Gościu 22:23 środki anty nie służą do leczenia. Lekarz nie musi ich wypisywać. Koniec, kropka.
Musi, bo taka jest jego praca, kto inny może je wypisać jak nie lekarz? Lekarz nie chce wypisywać środków legalnie dopuszczonych do obrotu, kiedy nie ma medycznych przeciwskazań, to niech skończy pracować w NFZ. Koniec, kropka.
Ludzie, NIE głosujcie na kato-talibów. Błagam! Ta deklaracja to dopiero początek. Potem będzie ustawowy zakaz in vitro, zakaz antykoncepcji, itp. No i oczywiście likwidacja tych resztek żłobków i przedszkoli, bo baba ma w domu siedzieć, nie o studiach i pracy mysleć.Taki los zgotujecie swoim córkom.

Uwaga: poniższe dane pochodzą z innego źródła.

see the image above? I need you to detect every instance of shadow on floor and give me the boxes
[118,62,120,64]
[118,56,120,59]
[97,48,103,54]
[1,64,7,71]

Bo Ty tak powiedziałeś gościu 14:17? Właśnie że będę głosował na ludzi, którzy nie wstydzą się swoich chrześcijańskich korzeni, są wierzący i wszelkim dewiacjom i nowym modom powiedzą stanowcze NIE! Przyszła pora by swoją wiarę okazywać i nie dać się stłamsić lewakom, którzy próbują nas, wierzących uciszyć. Pokażemy wam na co nas stać! Pisząc o likwidacji żłobków i przedszkoli piszesz bzdury. Tak samo jak to, że kobieta ma siedzieć w domu. Jesteśmy wierzącymi ludźmi i ja jako kobieta normalnie pracuję i jestem z mojej pracy zadowolona. Mamy dwójkę dzieci a antykoncepcji nigdy nie używałam. Zawsze od początku stosuję NPR i jakoś w niczym mi to nie zaszkodziło. Jak więc widać można. Takich jak ja jest więcej i bardzo dobrze, że ludzie przestają się bać i swoją wiarę zaczynają okazywać.